Image by Rebecca Martell from Pixabay
“Dad.”
“Son.”
52-year-old Archibald Ludlow called home, after decades of having done what his father before him had done … sometimes a man just needed to get away. He had not gone as far at first, working in the family circles on family total legacy things until that became ridiculous, and then reaching out for help to a whole different branch of the family … and then got the help, and then stood off from everyone again … only to have his first cousin reach out to that other branch, be received with goodness and kindness, and then have his father reach out and embrace his cousins near and far … and thus let it be known that the door was still open.
“Tarquin Ludlow IV lives in an ivory tower,” he said about his father, “and there are sharks in the moat, but the gate is never closed for just being different, not evil, but just different.”
Archibald talked often with his mother Agatha, and father and son routinely showed up to and enjoyed the same family events together – it was not even that the lines of communication were ever closed, but Tarquin Ludlow IV gave people the space they said they wanted.
“The father of the Prodigal Son did not send a search party,” he said, “but he was on the porch and looking down the road every day.”

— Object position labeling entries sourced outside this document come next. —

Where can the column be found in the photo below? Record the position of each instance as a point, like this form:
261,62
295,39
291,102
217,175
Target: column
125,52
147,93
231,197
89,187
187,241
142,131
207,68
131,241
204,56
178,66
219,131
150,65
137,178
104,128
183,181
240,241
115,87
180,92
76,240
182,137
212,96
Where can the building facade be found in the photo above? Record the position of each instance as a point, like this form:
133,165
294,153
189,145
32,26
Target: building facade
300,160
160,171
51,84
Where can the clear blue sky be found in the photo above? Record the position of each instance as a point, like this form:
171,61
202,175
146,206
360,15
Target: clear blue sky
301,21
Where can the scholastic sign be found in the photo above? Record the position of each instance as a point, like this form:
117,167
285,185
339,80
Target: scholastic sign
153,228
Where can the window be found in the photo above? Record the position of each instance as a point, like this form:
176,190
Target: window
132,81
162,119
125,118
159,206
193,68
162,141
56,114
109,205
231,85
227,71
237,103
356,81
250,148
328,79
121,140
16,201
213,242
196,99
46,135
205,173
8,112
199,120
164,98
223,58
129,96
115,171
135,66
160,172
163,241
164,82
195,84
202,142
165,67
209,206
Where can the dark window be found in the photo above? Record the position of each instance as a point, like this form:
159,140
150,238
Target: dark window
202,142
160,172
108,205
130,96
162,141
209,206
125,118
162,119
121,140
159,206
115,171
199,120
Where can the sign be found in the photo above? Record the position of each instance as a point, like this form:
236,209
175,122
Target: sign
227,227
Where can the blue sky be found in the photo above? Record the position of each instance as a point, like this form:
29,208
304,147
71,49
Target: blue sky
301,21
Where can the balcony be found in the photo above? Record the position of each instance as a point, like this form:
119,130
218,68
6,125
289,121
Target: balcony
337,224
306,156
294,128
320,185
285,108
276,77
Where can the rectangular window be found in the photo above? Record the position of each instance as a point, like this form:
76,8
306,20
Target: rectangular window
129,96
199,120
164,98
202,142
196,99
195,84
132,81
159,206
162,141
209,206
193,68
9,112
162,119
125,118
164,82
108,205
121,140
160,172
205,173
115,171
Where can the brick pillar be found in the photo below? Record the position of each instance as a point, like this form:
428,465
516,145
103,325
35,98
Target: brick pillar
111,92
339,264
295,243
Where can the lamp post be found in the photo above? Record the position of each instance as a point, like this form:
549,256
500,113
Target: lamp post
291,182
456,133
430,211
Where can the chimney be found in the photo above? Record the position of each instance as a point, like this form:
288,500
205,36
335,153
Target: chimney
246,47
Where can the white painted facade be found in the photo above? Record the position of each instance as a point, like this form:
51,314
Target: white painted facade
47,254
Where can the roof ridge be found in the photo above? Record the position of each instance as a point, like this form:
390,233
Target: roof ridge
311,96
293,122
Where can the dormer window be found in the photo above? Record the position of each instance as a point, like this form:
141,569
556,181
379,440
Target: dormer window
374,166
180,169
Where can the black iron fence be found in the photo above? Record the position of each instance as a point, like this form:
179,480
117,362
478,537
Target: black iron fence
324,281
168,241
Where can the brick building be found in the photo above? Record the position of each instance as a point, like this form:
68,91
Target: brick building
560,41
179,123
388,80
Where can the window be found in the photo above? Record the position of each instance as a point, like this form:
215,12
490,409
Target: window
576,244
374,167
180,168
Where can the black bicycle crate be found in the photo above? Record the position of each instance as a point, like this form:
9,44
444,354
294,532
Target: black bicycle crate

Archibald just wanted to be normal, to live a normal life – not exceptional, not with all the responsibility of being wealthy, but just normal, to the quiet and peaceful side of normal. Tarquin V had stepped up from the womb to be his father's principal heir, but Archibald had been running from all that since he was born and had built the life that he wanted, just like his father had done before him. His father respected that -- no indifference, no bitterness, just respect for what his son was working toward in his life.
However, Archibald having his father's scruples meant he could not stay normal forever – he loved his cousin Vanderbilt, and in seeing how doggedly Vanderbilt had found a way to keep the winery alive as long as he did and then transition it to the Historical Soda Division of Cousin Robert's Ludlow Bubbly, he was moved to step back in and help and was glad for Robert and Vanderbilt's request to do so.
Now, having fully stepped into major family responsibility in a way that was not promoting vice, Archibald knew it was time to call home.
“Your mother is going to the kitchen, having said that on the day that you made this call, she was going to make pineapple upside down cake,” Tarquin IV said to his son as the next point of conversation. “34 years, and that mind of hers is still like a steel trap. I am going to help out with my still-greater hand strength, because we do not eat canned pineapple in this house.”
“I'll roll by Pettigrew Farms and get some fresh milk for us to drink with it -- I understand and remember the standards,” Archibald said.
“Should we expect you this morning, or this afternoon?”
“I'm leaving the house as soon as I hang up.”
“See you later this morning.”
“See you later, Dad.”
"Son."
"Dad."
"I love you, Archibald. Always have. Always will."
"I love you too, Dad. Thank you for just understanding."
Tarquin IV had not received that understanding from his own parents of siblings, but was at peace about that, and then in bliss upon hearing those words from his own son.
"The wounds you carry but determine not to pass onto others are the wounds you heal in yourself, and blessings you pass on to the next generations," he was known to say, and his relationship with Archibald Ludlow was the proof.